El pasado domingo le siguió el primer ministro belga, Bart de Wever, que pidió "normalizar las relaciones con Rusia y recuperar el acceso a energía barata". Sin embargo, tanto la presidenta de la Comisión, Ursula von der Leyen, como Dan Jørgensen, comisario europeo de Energía, rechazaron tajantemente la idea.
España no importa petróleo ruso
Según ha confirmado la Comisión Europea a infoLibre, son ya 19 países los que han remitido sus planes para abandonar el gas ruso en los próximos nueve meses, y cuatro lo han enviado para deshacerse del petróleo. España no importa crudo ruso desde mayo de 2022 ni productos refinados desde diciembre de ese año, por lo que solo debe enviar el documento correspondiente al gas natural.
Ver másEspaña se prepara para deshacerse del gas ruso en 2026 con la ruptura del contrato de Naturgy
El informe que debe remitir cada país es por ahora confidencial porque contiene datos sensibles de las empresas que comercian con Rusia, pero la Comisión publicará en abierto un resumen de la información recopilada un mes después a haber recibido todos los reportes.
En concreto, estos planes incluyen los datos básicos de importaciones directas o indirectas desde Rusia, el calendario de eliminación, las opciones alternativas y medidas alternativas que puedan ayudar, como la electrificación o el uso de biogás. Asimismo, los Estados tendrán que calcular si las medidas encarecerán la factura del gas, aunque la ministra de Transición Ecológica, Sara Aagesen, adelantó en diciembre en una entrevista en infoLibre que en el trabajo previo que han realizado garantizan que no habrá repercusión en los precios de la energía.
"Hemos hecho un análisis y preguntado a las empresas qué podía ocurrir, y nuestro principal objetivo es garantizar la seguridad de suministro y que los precios de los consumidores no se distorsionen", dijo la ministra en esa conversación.
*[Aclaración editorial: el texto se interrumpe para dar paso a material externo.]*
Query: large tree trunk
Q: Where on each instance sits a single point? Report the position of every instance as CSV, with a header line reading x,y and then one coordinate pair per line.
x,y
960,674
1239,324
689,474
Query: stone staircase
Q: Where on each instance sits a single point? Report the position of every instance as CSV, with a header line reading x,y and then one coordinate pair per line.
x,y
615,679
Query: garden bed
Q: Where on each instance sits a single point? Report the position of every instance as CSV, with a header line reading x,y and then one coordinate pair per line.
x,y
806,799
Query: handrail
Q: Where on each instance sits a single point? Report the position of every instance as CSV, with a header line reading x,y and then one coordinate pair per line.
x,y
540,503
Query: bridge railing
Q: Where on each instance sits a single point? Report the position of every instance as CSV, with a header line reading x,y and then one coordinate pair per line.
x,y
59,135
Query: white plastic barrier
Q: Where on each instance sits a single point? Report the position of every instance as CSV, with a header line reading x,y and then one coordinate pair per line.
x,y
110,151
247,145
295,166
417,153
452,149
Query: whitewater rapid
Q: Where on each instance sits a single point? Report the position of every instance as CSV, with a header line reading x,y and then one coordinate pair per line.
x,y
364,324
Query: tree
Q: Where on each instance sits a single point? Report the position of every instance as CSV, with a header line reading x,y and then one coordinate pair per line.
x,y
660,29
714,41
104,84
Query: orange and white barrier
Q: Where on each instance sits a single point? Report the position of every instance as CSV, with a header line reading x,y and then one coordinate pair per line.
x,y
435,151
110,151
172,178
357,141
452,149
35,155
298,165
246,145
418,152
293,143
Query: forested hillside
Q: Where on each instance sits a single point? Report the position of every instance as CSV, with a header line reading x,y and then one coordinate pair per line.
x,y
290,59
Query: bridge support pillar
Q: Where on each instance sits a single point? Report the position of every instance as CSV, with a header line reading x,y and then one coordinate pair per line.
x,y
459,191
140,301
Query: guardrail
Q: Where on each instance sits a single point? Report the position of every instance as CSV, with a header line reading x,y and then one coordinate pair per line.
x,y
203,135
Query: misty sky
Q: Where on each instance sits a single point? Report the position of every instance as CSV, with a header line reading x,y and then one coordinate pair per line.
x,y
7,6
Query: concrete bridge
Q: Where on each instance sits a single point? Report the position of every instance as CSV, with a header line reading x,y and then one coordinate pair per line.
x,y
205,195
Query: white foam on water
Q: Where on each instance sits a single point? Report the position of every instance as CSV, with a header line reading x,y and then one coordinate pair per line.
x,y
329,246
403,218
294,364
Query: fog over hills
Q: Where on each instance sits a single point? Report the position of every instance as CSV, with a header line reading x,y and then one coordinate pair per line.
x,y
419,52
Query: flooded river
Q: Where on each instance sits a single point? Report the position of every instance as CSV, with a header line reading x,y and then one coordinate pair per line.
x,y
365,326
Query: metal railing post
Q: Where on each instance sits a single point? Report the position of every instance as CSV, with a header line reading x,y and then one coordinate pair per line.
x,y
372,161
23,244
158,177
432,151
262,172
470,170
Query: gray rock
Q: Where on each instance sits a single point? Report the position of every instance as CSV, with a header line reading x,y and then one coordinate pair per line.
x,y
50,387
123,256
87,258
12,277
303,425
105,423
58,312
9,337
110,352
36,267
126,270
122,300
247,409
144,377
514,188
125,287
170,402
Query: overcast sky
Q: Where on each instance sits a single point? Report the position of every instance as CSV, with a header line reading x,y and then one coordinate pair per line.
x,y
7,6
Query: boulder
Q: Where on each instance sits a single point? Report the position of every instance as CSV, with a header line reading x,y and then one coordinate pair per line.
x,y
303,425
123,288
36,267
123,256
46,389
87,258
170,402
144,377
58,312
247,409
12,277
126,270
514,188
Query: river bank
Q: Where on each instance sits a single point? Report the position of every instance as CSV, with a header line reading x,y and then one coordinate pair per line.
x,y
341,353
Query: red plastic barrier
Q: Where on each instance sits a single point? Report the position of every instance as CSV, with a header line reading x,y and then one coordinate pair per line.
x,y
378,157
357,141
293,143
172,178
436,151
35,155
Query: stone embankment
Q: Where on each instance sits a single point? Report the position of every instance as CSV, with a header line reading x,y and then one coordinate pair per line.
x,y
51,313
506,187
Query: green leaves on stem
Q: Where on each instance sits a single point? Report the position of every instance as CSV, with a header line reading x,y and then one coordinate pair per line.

La crisis energética derivada de la guerra de Irán ha llegado en un momento crítico para el sector gasista europeo. Antes del 1 de enero de 2027, los países de la Unión deben cortar por completo sus importaciones de Rusia de todo tipo de combustibles. Como parte de ese compromiso, antes del 1 de marzo todos los gobiernos debían enviar un informe a la Comisión Europea sobre cómo se desharán del gas y el petróleo ruso. Al menos 19 países ya han enviado el suyo, pero España no aclara si está en esa lista.